At the 2000 U.S. Olympic Marathon Trials, only one man and one woman qualified to compete in the Olympic Marathon in Sydney, with each having just the 'B' standard. It was the first time that the United States had sent one athlete for the marathon in the men's and women's competition instead of three runners for each field. It was also a wake-up call for U.S. distance running, which essentially had fallen on hard times during the 1990s.
While a number of factors caused the decline – 267 American men had run 2:20 or better in the marathon in 1983 compared to just 20 under 2:20 in 2000 – most observers of the sport agree that it was important for athletes to resume training in groups as they did in the late 1970s and early 80s. In addition to the marathon results, U.S. athletes overall were not competing at an expected level on the roads in various distances, on the track in the 5000 and 10,000 meters, or in cross country.
The result was a movement to create training centers where athletes competing in the longer distances could run together, get top-level coaching and have the necessary financial, environmental and health support that would enable them to focus on training and competing.
In the fall of 2000, Running USA and USA Track & Field announced the launch of the Team USA Distance Running Program. The Hansons Running Shop, out of Rochester Hills – now called the Hansons-Brooks Distance Project - had already led the way with a group formed in 1999. Others – including Team USA California (now the Mammoth Track Club), Team USA Minnesota, and Zap Fitness soon followed.

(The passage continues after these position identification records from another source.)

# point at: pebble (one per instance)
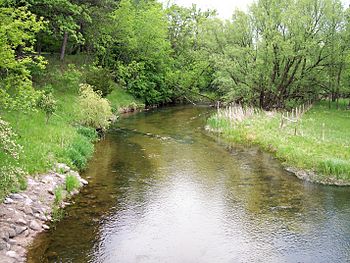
(16, 196)
(12, 233)
(3, 245)
(8, 201)
(83, 181)
(34, 225)
(21, 221)
(20, 229)
(11, 254)
(24, 214)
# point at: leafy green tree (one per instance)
(17, 31)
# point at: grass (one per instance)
(62, 139)
(120, 100)
(72, 183)
(322, 143)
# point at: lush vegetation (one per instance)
(124, 49)
(321, 144)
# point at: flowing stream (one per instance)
(163, 190)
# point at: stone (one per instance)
(40, 216)
(62, 168)
(8, 201)
(74, 192)
(34, 225)
(21, 221)
(27, 210)
(3, 245)
(4, 234)
(37, 209)
(28, 201)
(83, 181)
(26, 233)
(16, 196)
(11, 254)
(20, 229)
(12, 242)
(12, 233)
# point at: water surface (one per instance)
(163, 190)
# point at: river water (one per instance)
(163, 190)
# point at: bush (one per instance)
(95, 111)
(11, 176)
(89, 133)
(100, 79)
(47, 104)
(72, 183)
(80, 152)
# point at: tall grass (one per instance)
(62, 139)
(322, 143)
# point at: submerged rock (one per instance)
(23, 215)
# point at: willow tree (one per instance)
(18, 28)
(270, 58)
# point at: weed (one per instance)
(72, 183)
(322, 143)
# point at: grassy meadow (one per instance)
(322, 142)
(62, 139)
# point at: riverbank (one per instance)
(319, 152)
(24, 215)
(28, 203)
(61, 139)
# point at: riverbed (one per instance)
(161, 189)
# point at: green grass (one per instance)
(72, 183)
(62, 139)
(120, 100)
(322, 143)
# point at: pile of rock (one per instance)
(24, 215)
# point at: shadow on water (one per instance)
(162, 190)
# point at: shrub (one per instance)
(80, 151)
(11, 176)
(72, 183)
(88, 133)
(95, 111)
(100, 79)
(47, 104)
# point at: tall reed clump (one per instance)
(94, 111)
(318, 140)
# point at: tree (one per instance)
(17, 31)
(271, 59)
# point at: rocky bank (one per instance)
(24, 215)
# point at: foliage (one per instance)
(138, 50)
(11, 175)
(306, 150)
(80, 151)
(268, 58)
(72, 183)
(47, 104)
(100, 79)
(89, 133)
(17, 36)
(95, 111)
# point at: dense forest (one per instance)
(278, 54)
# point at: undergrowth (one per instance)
(322, 143)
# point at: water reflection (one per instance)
(162, 190)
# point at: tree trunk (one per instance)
(261, 99)
(64, 45)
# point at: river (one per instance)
(164, 190)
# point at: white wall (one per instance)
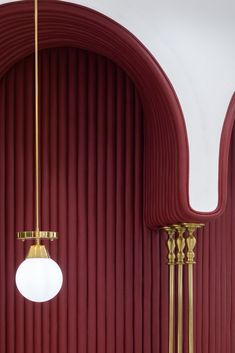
(193, 41)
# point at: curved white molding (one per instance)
(193, 41)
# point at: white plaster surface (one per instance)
(194, 42)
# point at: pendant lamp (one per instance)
(38, 278)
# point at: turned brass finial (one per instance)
(170, 244)
(180, 242)
(191, 240)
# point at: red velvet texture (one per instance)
(165, 149)
(166, 198)
(115, 292)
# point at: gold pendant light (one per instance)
(38, 278)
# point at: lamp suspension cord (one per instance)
(36, 119)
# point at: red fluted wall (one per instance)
(115, 293)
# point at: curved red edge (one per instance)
(166, 146)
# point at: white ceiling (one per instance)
(193, 41)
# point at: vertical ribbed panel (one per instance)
(115, 293)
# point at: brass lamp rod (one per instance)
(36, 119)
(36, 234)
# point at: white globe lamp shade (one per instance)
(39, 279)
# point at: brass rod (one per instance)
(191, 243)
(36, 119)
(180, 242)
(180, 310)
(171, 307)
(190, 308)
(171, 262)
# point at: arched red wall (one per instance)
(166, 149)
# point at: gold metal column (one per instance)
(171, 262)
(191, 243)
(180, 242)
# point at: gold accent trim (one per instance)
(171, 262)
(37, 252)
(191, 243)
(36, 118)
(180, 242)
(37, 235)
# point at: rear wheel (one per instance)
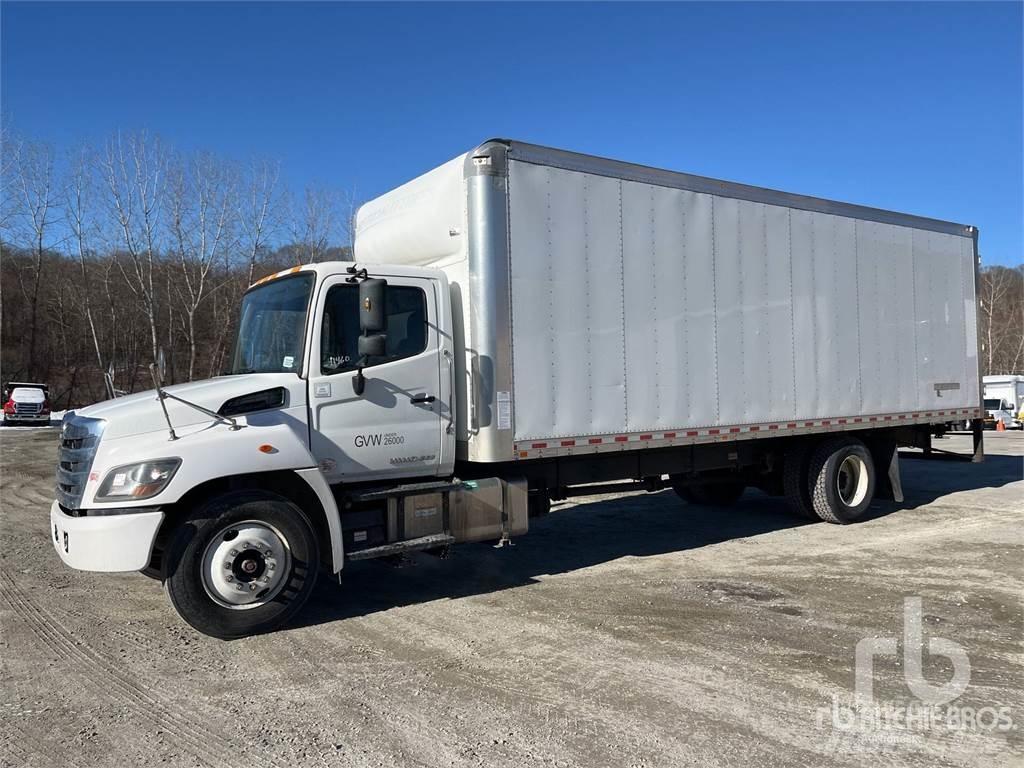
(841, 479)
(241, 564)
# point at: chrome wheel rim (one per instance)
(246, 564)
(851, 480)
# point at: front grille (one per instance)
(79, 440)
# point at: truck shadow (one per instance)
(589, 532)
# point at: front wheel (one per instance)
(243, 563)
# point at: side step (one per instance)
(393, 492)
(397, 548)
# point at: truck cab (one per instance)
(998, 411)
(330, 435)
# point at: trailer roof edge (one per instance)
(572, 161)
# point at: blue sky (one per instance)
(913, 107)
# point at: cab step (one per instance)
(397, 548)
(394, 492)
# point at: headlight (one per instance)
(137, 480)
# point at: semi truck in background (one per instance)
(525, 324)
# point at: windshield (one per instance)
(271, 327)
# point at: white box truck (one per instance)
(1004, 400)
(523, 324)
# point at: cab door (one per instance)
(396, 427)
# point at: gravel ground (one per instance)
(624, 631)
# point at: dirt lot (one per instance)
(623, 631)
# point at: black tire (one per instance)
(798, 495)
(841, 479)
(717, 495)
(187, 552)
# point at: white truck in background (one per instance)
(524, 324)
(26, 402)
(1004, 400)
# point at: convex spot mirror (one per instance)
(372, 298)
(372, 346)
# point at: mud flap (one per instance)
(888, 483)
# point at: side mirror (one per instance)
(373, 323)
(372, 298)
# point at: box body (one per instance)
(603, 305)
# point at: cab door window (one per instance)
(406, 317)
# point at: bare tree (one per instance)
(78, 198)
(314, 223)
(35, 216)
(134, 171)
(258, 211)
(201, 207)
(1001, 307)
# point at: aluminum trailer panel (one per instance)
(607, 305)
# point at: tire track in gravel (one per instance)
(16, 738)
(206, 745)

Each training center for long distance runners – competing in the 800/1500 meters up through the marathon – offers athletes a variety of supportive programs. These include coaching, a group training environment, health care services and/or health insurance, stipend and/or part-time jobs, and in some cases housing, among other services.
Although the training centers operate differently depending on funding, location and coaching, the goal is similar – to improve the competitive level of U.S. distance running both nationally and internationally. Athletes are prepared to compete on the track, the roads and in cross country.
Many athletes make inquiries to selected training centers during their final year of collegiate eligibility. Once a runner has completed his or her eligibility, they can make a visit to a training center. Visits should be an important part of the decision-making process, just like it was during the college selection process. You’ll want to know the following:
* The coach and his/her training program.
* The focus of the center – mid-distances, track, roads, marathon.
* The chemistry with potential training partners.
* The support services provided.
Unlike the college selection process where an athlete is permitted five official visits that are paid by each university and last 48 hours, you can make as many visits as you want if you are invited by a training center. However, as a note of advice, you should narrow your interest to two or three centers based on your research about the location, coach and other athletes at the center.
Many training centers begin their selection process in the spring, with selection occurring during the summer months following an athlete’s graduation or completion of an athlete’s collegiate eligibility.
If you are competing in spring track meets, you may be approached by training center coaches or representatives who would like to talk about your interest in pursuing the sport post-collegiately. You may also be approached by agents about the need for representation during your selection process for a training center and/or a shoe contract.
If collegiate eligibility does not end until after the fall cross country season, you should still contact a training center in the spring or summer. Why? Many training centers fill their rosters in the summer and do not have openings or take on athletes over the winter unless a previous contact and interest has occurred.